Thursday, September 15, 2005

Me and My Infertile Shadow (the remix)

So here I am 6 months pregnant with twins. I never in a million years imagined I'd be having twins. My maternal great grandmother had fraternal twins, and I hadn't realized that this increased my own chances. SP and I (SP being my husband) tried to conceive for a year and a half, during which I endurred 2 surgeries for endometriomas on my ovaries. (Endometriomas are bloody cysts caused by the condition endometriosis. I won't go into what exactly that is, because not even the medical world seems to be able to decide. Suffice to say, it can seem to get in the way of getting knocked up.) The second surgery was easy... in through the belly button and up within a week. In fact, I think I'll call it "the ole in 'n' up" from now on. Maybe it will catch on.
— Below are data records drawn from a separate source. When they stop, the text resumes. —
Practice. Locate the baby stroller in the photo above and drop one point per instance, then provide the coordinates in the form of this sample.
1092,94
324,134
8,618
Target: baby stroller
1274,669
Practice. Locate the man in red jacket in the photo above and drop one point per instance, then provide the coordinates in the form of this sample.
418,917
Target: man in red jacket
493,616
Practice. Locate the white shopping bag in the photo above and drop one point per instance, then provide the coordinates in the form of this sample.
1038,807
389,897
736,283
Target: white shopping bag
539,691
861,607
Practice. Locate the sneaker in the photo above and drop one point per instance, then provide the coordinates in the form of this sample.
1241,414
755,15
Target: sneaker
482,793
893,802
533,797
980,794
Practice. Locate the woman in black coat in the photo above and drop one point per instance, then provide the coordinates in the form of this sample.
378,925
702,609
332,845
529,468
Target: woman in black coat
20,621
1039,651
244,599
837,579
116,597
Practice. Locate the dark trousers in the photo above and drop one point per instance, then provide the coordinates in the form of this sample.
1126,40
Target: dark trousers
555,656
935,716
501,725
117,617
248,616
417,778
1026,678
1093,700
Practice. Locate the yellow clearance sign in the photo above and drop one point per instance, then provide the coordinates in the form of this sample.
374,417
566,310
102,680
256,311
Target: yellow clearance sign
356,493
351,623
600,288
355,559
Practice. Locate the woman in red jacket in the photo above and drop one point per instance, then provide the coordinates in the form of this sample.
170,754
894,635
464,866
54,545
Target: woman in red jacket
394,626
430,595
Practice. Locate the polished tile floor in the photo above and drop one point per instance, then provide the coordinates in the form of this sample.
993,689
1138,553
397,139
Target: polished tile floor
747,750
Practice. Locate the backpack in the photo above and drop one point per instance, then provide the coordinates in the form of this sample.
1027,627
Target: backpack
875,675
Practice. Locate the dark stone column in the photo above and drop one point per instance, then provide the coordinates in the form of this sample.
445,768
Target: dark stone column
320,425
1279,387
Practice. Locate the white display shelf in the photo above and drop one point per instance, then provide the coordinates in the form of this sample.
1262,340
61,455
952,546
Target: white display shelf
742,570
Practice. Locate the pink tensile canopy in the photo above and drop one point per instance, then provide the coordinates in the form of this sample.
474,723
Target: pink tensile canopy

The first surgery was a nightmare. I didn't yet know that I had endometriosis. I was sitting in a grad class when all of a sudden I got a terrible radiating pain on my left side where I'd usually get cramps. It radiated to my back. I had to excuse myself and was in the emergency room by that night. There I was misdiagnosed, but that sent me to my own doctor 2 days later. I was on my way in to teach at the time. The doc felt my abdomen and told me to go straight to the hospital instead. He would need to perform surgery on me that very night! And not the ole in 'n' up. No, this would be a long horizontal incision that would require 6 weeks recovery in bed. Surprise!

Well, I came through both surgeries okay obviously. But the first one really got me down mentally. When I didn't get pregnant within 6 months of that first surgery, my doc became less encouraging about me getting pregnant, and I began to believe I would not. Of course, if you've been through infertility you know the old story of watching relatives and friends get pregnant when "we weren't even trying and it just happened and..." blahblahblah. To say it was hard is somehow not descriptive enough. It's its own classification of hard. I realized pretty quickly I was going downhill and started going to a therapist to figure out how to not feel like shit all the time. That truly was the main goal.

Therapy sort of helped. What I mostly discovered was that it was okay to feel bad about not getting pregnant and okay to not want to see pregnant women or people with new babies. Eureka! I guess I thought I'd discover something deeper about myself, like I was sad because of my own childhood or lack of mothering or something big like that, and THAT was the reason I was so inexplicably sad about not getting pregnant while others did. But no, the answer turned out to be I was just sad about not getting pregnant. Accepting that and feeling it for what it was really did help me cope. It didn't make the pain and frustration go away but nothing short of a baby could, and I came to understand that. Coping is an ongoing process, not a quick fix. Too bad, I like quick fixes. But on the upside, having to work through all of that brought SP and me closer, and I'm so thankful, not for the bad times but for the absolute beauty of that closeness.

So let's bring it all back to the pregancy, which is now. After the second surgery, done by a RE (reproductive specialist, for those who don't know), we discussed going on fertility drugs with the RE. We talked about drug options, possible consequences, timing, etc. I decided I needed a little time to think about these options. I was in a good place but admittedly disappointed we'd have to start drugs (though it was probably overdue at this point). I was dragging my feet and decided I'd wait another month to start drugs, since I wanted to run in a 10-mile race and the doc said that the stimulating drugs and all that bouncing up and down might be risky to my ovarian health. Well, the next month I did not get my period. And to top that off, I got my first positive pregnancy test ever. And to top THAT off, we found out we were having twins!! The RE thought for a moment that maybe we had somehow confiscated fertility drugs from her office and taken them in a dark alley. But we didn't. I guess it was genetics. And that leads me to where I am now. Real big and real happy.

It took me a while to feel a part of the Happy Pregnant Ladies Club. That bitter person still dominated, the one who watched what seemed like the world accidentally become pregnant. It's not that I didn't feel grateful or excited; it's just that I felt like it would be taken away from me because I somehow didn't belong. I wondered if They had accidentally granted me membership, neglecting to notice that I came from the wrong side of the tracks? But with a fast-growing belly and nausea and vomiting (which, at 6+ months, I still have) I soon earned my membership, accident or not. And now I wait and hope and pray that the three of us can see it through. I am on modified bedrest, so you will be hearing a lot from me. The options are watching daytime TV, knitting, or blogging, so you know where this is going.

Thanks for reading.

2 Comments:

Anonymous Anonymous said...

Testing.

12:59 PM  
Blogger Jen said...

Don't knock knitting! I can't do it much right now and it's really bumming me out!

Glad to see you've joined the blogBorg.